Member of the National Assembly of Pakistan
- In office 5 June 2013 – 31 May 2018
- Constituency: NA-229 (Tharparkar-I)

Member of the Provincial Assembly of Sindh
- In office 13 August 2018 – 11 August 2023
- Constituency: PS-56 Tharparkar-III

Personal details
- Born: 2 January 1958 (age 68)
- Party: PPP (2013-present)

= Fakeer Sher Muhammad Bilalani =

Pakistani politician

Faqeer Sher Muhammad Bilalani (فقير شير محمد بلالاڻي; ; born 2 January 1958) is a Pakistani politician who had been a member of the Provincial Assembly of Sindh from August 2018 to August 2023. Previously, he had been a member of the National Assembly of Pakistan from June 2013 to May 2018 representing Tharparkar.

==Early life==
He was born on 2 January 1958.

==Political career==
He ran for the seat of the National Assembly of Pakistan as an independent candidate from Constituency NA-229 (Tharparkar-I) in the 2008 Pakistani general election but was unsuccessful. He received 9 votes and lost the seat to Arbab Zakaullah. In the same election, he ran for the seat of the Provincial Assembly of Sindh as an independent candidate from Constituency PS-61 (Tharparkar-II) and from Constituency PS-62 (Tharparkar-III) but was unsuccessful. He received 7 votes from Constituency PS-61 (Tharparkar-II) and lost the seat to Arbab Zulfiqar Ali, a candidate of Pakistan Muslim League (Q) (PML-Q) and received 6 votes from Constituency PS-62 (Tharparkar-III) and lost the seat to Arbab Haji Abdullah, a candidate of PML-Q.

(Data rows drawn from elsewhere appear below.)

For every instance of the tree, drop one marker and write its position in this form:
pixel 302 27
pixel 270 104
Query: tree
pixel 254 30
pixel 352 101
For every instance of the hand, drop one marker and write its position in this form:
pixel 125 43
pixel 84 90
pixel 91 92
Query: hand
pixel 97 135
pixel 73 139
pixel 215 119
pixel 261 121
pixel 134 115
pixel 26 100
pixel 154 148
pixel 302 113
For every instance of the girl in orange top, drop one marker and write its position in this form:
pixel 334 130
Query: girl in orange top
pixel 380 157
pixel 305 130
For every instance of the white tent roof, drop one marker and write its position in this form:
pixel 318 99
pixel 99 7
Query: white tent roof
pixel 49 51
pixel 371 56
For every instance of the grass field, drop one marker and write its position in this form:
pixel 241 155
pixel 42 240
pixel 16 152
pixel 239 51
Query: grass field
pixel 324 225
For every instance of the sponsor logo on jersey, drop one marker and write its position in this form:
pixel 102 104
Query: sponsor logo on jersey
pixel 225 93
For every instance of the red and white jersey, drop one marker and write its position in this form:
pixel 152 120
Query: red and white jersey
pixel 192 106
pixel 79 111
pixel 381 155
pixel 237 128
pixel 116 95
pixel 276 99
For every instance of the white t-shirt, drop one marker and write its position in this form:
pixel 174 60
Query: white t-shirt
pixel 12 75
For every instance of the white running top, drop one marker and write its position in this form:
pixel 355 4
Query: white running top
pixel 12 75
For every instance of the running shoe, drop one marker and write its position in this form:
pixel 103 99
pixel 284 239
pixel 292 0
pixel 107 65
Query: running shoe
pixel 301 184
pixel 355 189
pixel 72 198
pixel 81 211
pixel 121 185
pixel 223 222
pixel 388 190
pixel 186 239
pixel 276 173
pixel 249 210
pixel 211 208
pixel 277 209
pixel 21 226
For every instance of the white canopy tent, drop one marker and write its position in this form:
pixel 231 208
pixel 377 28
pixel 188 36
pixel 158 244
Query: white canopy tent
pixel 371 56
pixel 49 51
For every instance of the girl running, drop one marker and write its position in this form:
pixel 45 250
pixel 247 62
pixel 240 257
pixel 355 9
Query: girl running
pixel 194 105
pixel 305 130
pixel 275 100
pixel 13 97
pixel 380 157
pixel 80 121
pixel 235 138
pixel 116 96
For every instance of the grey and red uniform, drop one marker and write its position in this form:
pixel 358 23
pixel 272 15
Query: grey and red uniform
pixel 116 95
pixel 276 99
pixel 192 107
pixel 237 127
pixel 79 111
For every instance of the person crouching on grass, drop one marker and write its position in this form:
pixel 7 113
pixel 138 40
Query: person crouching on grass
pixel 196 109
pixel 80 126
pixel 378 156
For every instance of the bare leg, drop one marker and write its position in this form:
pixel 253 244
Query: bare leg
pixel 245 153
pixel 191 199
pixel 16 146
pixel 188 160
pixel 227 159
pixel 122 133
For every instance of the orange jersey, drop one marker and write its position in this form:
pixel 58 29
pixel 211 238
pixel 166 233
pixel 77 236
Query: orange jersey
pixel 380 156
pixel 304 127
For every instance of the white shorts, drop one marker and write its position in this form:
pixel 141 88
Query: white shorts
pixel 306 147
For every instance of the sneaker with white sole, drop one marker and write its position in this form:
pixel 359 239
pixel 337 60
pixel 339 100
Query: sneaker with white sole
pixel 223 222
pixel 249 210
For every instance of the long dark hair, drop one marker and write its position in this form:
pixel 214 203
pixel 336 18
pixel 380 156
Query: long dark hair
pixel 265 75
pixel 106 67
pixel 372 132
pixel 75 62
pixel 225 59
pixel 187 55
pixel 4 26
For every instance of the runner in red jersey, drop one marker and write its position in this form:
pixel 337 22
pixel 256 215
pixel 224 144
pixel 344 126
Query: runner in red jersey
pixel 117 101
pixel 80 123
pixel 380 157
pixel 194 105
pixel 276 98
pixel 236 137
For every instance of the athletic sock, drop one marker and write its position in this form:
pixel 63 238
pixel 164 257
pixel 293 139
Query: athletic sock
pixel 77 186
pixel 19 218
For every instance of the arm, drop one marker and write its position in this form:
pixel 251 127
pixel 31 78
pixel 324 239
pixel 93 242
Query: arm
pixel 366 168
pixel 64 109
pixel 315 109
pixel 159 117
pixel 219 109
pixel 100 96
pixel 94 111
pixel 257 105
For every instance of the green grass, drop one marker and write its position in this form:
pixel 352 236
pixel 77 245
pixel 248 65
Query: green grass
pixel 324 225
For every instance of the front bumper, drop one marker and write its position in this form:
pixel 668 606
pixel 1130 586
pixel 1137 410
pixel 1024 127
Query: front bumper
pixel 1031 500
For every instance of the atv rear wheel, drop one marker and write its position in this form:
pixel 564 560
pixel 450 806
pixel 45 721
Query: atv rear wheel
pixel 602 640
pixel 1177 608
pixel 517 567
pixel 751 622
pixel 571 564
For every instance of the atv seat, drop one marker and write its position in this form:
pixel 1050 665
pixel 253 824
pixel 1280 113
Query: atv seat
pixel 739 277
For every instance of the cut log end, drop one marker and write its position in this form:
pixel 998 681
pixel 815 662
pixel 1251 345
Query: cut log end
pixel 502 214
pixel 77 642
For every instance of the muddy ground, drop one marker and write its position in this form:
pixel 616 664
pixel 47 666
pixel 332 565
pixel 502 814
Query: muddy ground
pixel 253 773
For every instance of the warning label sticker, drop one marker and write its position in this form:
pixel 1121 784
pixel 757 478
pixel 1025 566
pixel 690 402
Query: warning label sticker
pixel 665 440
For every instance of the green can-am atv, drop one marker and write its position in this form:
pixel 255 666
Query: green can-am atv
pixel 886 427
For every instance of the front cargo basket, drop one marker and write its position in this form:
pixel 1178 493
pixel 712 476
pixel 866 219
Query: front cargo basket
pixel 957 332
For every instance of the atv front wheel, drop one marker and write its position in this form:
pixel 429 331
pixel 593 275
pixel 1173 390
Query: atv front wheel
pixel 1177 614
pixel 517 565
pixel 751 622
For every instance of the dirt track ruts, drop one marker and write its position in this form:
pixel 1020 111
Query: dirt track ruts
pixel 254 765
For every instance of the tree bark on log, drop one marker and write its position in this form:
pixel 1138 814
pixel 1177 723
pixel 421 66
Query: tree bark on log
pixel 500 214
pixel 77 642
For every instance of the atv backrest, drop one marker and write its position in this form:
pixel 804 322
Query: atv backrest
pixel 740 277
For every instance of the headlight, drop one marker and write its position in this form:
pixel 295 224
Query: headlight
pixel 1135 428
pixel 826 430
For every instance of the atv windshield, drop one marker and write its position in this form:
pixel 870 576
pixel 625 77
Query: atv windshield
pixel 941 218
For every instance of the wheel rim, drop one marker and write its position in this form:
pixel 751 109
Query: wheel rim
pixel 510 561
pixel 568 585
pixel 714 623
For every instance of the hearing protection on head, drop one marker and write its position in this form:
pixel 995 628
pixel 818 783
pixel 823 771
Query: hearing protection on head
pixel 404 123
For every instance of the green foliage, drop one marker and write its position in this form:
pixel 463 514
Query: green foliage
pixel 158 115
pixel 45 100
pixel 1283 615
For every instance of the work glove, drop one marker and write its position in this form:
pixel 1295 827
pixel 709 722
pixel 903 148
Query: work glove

He was elected to the National Assembly as a candidate of Pakistan Peoples Party (PPP) from Constituency NA-229 (Tharparkar-I) in the 2013 Pakistani general election. He received 88,218 votes and defeated an independent candidate, Arbab Togachi Fawad Razzak.

He was elected to Provincial Assembly of Sindh as a candidate of PPP from Constituency PS-56 (Tharparkar-III) in the 2018 Pakistani general election.